We then gradually started reducing the amount of input we gave him as he needed less and less help from us to fall asleep. Now, I feed him in the nursery then turn out the lights and cuddle him for a few minutes. When he’s just fallen asleep or is just about to, I move him into the cot and stay there for a couple of minutes with one hand on his back and one hand holding his. Then I can gently detach myself and he stays asleep.

We worked on naps in the cot at the same time, and I think that consistency helped.

It made such a difference to his sleep. When we co-slept he was waking 6 or 7 times a night and I was on my knees. He now usually only wakes once, and sometimes he even sleeps through. And my husband and I can once more share a bed, without a baby poking us in the nostril during the night!

AlexaShutUp · 24/10/2021 22:55

What were your motivations?
Sheer desperation. Smile

Was it worth it, did you enjoy it?
Absolutely, I loved it. Nothing better than baby snuggles in the morning!

Did it have any long term positive/negative effects?
No negative effects that I have observed.

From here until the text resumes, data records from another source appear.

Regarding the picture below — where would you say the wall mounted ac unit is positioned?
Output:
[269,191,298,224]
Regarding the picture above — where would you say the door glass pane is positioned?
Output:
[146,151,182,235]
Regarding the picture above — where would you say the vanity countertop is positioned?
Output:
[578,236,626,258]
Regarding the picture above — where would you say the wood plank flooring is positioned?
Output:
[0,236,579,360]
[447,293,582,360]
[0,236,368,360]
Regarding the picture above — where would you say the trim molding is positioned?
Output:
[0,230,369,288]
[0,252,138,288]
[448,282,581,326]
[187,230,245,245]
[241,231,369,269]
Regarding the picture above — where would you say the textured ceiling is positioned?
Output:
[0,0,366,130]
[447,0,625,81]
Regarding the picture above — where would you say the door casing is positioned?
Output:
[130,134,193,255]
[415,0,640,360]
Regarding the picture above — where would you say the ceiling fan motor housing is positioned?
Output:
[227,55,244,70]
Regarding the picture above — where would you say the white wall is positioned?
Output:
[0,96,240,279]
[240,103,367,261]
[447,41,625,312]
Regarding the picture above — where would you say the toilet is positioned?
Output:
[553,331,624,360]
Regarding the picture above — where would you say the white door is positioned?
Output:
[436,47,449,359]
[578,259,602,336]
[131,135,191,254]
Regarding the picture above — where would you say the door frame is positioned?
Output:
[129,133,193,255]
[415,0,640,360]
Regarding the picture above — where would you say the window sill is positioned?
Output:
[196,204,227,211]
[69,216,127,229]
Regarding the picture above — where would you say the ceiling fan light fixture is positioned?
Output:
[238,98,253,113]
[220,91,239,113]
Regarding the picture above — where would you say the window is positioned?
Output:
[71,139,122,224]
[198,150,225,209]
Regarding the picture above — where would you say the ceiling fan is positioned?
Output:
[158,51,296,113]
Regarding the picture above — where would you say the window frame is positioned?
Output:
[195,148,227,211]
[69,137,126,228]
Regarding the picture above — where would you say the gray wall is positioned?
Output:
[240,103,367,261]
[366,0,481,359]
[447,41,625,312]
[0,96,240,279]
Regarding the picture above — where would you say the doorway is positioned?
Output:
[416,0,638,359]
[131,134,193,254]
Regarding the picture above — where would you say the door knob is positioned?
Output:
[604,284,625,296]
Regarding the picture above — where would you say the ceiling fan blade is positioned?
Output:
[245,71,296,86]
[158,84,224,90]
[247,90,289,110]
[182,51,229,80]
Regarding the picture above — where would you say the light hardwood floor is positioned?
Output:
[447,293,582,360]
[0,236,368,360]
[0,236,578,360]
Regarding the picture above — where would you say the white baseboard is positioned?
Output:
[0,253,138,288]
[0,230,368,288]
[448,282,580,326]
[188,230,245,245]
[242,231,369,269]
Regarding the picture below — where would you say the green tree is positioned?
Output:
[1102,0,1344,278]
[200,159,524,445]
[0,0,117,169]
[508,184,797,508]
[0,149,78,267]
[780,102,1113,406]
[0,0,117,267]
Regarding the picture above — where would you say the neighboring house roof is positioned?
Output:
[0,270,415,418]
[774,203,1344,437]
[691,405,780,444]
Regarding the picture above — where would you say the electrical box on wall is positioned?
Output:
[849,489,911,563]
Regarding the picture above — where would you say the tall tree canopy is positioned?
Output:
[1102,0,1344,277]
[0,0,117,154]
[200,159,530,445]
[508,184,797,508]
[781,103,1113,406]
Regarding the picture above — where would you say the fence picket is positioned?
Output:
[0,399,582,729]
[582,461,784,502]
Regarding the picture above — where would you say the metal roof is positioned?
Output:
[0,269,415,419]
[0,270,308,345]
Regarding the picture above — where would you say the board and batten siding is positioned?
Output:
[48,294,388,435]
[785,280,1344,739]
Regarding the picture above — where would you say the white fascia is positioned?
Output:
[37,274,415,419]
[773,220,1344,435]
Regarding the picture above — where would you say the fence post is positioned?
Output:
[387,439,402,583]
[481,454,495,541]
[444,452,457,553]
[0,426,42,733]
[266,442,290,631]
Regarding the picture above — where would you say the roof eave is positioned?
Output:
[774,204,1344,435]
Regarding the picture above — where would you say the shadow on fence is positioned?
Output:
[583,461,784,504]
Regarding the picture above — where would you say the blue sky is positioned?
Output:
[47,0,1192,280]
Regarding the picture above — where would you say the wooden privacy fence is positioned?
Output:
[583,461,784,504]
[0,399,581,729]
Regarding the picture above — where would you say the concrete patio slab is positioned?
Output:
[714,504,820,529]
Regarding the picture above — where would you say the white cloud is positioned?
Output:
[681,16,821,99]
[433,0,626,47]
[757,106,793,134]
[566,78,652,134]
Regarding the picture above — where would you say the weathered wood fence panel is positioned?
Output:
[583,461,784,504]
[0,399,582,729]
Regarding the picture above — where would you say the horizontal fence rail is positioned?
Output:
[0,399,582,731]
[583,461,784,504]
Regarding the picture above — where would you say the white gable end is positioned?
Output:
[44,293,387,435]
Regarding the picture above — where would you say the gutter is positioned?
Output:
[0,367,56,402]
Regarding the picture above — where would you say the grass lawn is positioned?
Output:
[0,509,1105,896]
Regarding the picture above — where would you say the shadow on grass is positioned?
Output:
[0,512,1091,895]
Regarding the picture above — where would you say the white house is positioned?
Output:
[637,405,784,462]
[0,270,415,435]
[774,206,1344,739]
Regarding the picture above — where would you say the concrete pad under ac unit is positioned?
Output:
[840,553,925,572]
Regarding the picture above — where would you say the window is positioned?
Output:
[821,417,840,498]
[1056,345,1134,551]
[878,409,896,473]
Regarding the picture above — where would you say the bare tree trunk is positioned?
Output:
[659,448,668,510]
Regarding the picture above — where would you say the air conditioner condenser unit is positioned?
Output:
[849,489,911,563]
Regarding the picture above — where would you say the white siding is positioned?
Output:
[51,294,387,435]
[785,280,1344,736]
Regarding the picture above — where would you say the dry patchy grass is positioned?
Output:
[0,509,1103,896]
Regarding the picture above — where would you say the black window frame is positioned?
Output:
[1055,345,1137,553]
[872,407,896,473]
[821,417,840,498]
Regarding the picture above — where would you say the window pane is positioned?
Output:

As for positive, it's hard to say because who is to know what dd would have been like if we had done things differently. I can say that she is is exceptionally confident for her age, and very secure/emotionally stable. We have a significantly better relationship with her as a teenager than many of her friends have with their parents. I do think that a secure attachment in the early years helped to promote these things, but I can't say what specific role, if any, co-sleeping may have had in that.

Did baby become totally reliant on it e.g. could they still stay occasional nights with grandparents?

I didn't feel comfortable leaving dd overnight until she was around 3 anyway, and I didn't have any need to leave her, so not sure as a baby. DD could and did stay overnight with grandparents from around 3 onwards, and she quite happily went off for sleepovers with friends, Rainbows etc. (We allowed her to co-sleep until she decided to move into her own room.) She did struggle a bit to sleep on those occasions, but I think that's partly because she has the type of brain that takes a long time to wind down at night, and the overstimulation from being in a different environment was hard for her to manage. I only ever remember her getting upset about it on one occasion, though, when she couldn't go to sleep at my mum's house. My mum sat with her for a while and she eventually dropped off.

Petrov · 27/10/2021 09:49

My ds always used to sleep in his cot but I’ve been co-sleeping for the past week because he’s really struggling with teething.

The one major downside with co-sleeping is that it isn’t safe to leave a sleeping baby on the bed while you go to the loo (my OH sleeps in a separate room because he’s on the road 12 hours a day so we can’t risk disturbing his sleep).

Namechangegardens · 27/10/2021 12:54

Thanks everyone for sharing your experiences- definitely doesn't sound like the cute fantasy we were imagining! Will try and continue the separate sleeping for foreseeable future.